Learning objectives
- Define the state-value function \(V^\pi(s)\) as the expected return from state \(s\) under policy \(\pi\).
- Write and solve the Bellman expectation equation for a small MDP.
- Use matrix form (linear system) when the MDP is finite.
Concept and real-world RL
The state-value function \(V^\pi(s)\) is the expected (discounted) return starting from state \(s\) and following policy \(\pi\). It answers: “How good is it to be in this state if I follow this policy?” In games, \(V(s)\) is like the expected outcome from a board position; in navigation, it is the expected cumulative reward from a location. The Bellman expectation equation expresses \(V^\pi\) in terms of immediate reward and the value of the next state; for finite MDPs it becomes a linear system \(V = r + \gamma P V\) that we can solve by matrix inversion or iteration.
Illustration (state values): For the Chapter 3 two-state MDP under a random policy, solving the Bellman equation yields \(V^\pi(A)\) and \(V^\pi(B)\). The chart below shows example values for the two states.
Exercise: For the MDP in Chapter 3, compute the state-value function \(V^\pi\) for a random policy (\(\pi(a|s)=0.5\)) by solving the Bellman equation system manually (or via matrix inversion). Assume \(\gamma = 0.9\).
Professor’s hints
- First write the Bellman equation for each state: \(V^\pi(s) = \sum_a \pi(a|s) \sum_{s’,r} P(s’,r|s,a)[r + \gamma V^\pi(s’)]\). For the two-state MDP, you get two equations in two unknowns \(V(A)\) and \(V(B)\).
- Under a random policy, each action has probability 0.5. From state A you have two actions (stay, go); from B, two actions (both lead to A with reward -1). Write the expected immediate reward and the expected next-state value for each state.
- You can solve the 2×2 linear system by hand or with
np.linalg.solve. In matrix form: \(V = r^\pi + \gamma P^\pi V\) so \((I - \gamma P^\pi) V = r^\pi\).
Common pitfalls
- Wrong sign for rewards: Rewards are part of the Bellman equation as \(r + \gamma V(s’)\). If your MDP defines “cost” as positive, use \(-r\) in the equation so that higher value means better.
- Using the wrong policy: The exercise asks for the random policy (\(\pi(a|s)=0.5\) for each action). Do not use the optimal policy.

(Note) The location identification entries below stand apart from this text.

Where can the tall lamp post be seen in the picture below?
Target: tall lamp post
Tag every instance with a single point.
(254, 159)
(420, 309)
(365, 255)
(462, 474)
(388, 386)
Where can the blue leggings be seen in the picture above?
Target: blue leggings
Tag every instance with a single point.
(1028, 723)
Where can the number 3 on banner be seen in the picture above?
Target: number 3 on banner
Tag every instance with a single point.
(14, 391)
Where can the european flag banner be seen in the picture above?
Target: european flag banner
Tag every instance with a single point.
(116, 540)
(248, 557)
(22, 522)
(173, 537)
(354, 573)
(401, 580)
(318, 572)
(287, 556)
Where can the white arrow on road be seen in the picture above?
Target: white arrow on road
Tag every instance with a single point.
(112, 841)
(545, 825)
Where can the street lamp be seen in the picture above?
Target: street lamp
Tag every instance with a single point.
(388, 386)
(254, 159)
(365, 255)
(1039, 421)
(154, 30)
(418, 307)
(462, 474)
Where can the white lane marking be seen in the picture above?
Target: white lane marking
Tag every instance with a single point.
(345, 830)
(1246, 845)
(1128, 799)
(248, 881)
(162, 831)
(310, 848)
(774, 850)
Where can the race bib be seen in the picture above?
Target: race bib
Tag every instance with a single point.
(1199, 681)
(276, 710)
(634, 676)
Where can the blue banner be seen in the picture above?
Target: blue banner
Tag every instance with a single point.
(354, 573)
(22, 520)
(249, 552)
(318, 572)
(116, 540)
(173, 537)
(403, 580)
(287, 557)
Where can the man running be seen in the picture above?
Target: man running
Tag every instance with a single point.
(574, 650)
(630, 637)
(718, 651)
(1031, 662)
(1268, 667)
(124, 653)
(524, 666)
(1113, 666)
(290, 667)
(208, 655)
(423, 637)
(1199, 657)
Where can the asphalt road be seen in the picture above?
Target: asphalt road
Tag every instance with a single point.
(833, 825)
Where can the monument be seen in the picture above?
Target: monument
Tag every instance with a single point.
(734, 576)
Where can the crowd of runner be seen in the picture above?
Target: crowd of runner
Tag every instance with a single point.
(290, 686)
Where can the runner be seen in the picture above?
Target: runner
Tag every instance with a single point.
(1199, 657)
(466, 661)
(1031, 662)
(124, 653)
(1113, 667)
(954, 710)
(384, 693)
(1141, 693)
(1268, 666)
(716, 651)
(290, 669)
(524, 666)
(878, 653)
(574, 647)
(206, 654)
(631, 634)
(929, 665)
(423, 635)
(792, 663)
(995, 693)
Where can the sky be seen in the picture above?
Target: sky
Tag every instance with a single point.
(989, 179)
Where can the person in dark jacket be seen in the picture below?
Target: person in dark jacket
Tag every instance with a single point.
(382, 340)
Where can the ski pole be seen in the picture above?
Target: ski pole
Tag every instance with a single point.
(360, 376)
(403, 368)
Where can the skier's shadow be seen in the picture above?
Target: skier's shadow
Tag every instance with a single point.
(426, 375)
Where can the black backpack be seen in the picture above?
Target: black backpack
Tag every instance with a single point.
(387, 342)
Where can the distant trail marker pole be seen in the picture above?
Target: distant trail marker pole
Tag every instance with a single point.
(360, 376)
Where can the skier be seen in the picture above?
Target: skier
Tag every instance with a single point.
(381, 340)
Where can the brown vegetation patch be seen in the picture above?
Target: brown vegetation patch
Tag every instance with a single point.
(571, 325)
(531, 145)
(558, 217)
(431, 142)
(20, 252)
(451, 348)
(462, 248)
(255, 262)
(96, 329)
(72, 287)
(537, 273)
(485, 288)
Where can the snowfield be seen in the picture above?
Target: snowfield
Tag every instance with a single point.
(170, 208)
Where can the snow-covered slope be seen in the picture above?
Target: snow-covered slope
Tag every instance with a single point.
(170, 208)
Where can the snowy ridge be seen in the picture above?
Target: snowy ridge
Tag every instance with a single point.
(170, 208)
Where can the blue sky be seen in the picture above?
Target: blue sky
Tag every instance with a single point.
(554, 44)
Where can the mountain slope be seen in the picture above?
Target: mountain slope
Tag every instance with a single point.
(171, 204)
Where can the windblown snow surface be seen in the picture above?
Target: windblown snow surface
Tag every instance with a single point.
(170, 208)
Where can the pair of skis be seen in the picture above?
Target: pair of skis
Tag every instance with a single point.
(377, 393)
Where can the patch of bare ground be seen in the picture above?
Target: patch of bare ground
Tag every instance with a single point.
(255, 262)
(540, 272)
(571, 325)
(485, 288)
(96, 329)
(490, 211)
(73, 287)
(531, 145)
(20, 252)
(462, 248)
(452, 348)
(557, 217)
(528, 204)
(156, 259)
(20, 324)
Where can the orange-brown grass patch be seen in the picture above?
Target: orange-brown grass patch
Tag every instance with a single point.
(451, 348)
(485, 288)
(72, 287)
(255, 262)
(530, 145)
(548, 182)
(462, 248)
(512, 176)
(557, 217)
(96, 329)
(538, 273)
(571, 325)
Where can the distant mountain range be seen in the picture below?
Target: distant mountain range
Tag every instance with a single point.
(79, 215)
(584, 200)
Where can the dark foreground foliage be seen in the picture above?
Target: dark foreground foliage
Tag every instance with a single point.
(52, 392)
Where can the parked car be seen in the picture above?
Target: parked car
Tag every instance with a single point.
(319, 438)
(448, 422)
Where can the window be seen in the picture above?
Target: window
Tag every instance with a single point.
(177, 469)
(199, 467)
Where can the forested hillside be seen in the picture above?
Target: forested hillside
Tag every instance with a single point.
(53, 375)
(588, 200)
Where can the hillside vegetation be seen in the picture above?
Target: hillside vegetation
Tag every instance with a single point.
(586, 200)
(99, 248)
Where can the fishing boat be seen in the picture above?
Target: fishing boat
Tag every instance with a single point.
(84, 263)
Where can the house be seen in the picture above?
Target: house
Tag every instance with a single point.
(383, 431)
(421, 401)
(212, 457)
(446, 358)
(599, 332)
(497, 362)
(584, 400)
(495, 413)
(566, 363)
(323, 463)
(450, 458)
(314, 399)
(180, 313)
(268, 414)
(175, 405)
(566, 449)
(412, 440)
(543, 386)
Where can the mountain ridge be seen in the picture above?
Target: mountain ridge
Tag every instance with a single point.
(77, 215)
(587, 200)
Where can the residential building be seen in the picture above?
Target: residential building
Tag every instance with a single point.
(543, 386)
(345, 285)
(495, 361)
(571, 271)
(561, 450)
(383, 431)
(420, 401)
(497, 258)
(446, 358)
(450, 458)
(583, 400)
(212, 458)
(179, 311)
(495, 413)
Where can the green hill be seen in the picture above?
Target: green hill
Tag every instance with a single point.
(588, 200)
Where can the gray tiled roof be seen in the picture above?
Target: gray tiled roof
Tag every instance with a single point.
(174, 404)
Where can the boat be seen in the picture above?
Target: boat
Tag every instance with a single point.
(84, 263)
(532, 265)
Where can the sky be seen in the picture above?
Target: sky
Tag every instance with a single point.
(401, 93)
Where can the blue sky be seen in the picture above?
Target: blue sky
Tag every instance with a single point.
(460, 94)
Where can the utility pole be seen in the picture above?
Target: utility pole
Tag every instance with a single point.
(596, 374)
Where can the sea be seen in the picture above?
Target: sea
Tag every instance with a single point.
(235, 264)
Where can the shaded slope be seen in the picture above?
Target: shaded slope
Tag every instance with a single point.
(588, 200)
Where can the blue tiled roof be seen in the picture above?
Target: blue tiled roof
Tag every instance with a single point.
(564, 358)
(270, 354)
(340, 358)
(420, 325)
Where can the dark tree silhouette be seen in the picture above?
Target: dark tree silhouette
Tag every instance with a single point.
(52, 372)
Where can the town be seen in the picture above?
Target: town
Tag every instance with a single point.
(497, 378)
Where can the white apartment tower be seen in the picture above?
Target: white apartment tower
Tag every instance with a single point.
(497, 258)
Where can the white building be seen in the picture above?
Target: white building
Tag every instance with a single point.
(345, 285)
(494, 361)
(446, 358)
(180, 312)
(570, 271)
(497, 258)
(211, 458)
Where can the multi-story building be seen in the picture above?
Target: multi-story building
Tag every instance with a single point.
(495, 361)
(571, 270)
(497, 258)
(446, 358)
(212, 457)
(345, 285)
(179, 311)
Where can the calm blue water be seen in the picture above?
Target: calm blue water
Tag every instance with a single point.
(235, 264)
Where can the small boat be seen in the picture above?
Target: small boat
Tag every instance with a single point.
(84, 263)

- Forgetting discount: \(V(s)\) includes \(\gamma\) in front of the next-state value. If you write \(V = r + V’\) you are effectively using \(\gamma=1\).
Warm-up: For a one-state MDP with one action that gives reward 1 and stays in the same state, write the Bellman equation and solve for \(V\). Step 1 — Bellman equation: From the only state, we get reward 1 and stay. So \(V = r + \gamma V = 1 + \gamma V\). Step 2 — Solve: \(V - \gamma V = 1\), so \(V(1 - \gamma) = 1\), hence \(V = \frac{1}{1-\gamma}\). Check: For \(\gamma = 0.9\), \(V = 10\) (infinite-horizon return \(1 + 0.9 + 0.81 + \cdots\)). The same matrix form \((I - \gamma P^\pi)V = r^\pi\) is used for the Chapter 3 two-state MDP with random policy.Worked solution (warm-up: one-state MDP)
Extra practice
- Warm-up: For a one-state MDP with one action that gives reward 1 and stays in the same state, write the Bellman equation and solve for \(V\). (Answer: \(V = 1 + \gamma V\) ⇒ \(V = 1/(1-\gamma)\).)
- Coding: In Python, encode the 2-state MDP from Chapter 3 (P, R matrices). Write a function that computes \(V^\pi\) for a given policy using the Bellman expectation equation in matrix form (solve the linear system \(V = R^\pi + \gamma P^\pi V\)).
- Challenge: Write the Bellman equation for the action-value function \(Q^\pi(s,a)\) for the Chapter 3 MDP and random policy. Express \(Q^\pi(A,\text{stay})\) and \(Q^\pi(A,\text{go})\) in terms of \(V^\pi(A)\) and \(V^\pi(B)\) (you can use your computed \(V\)).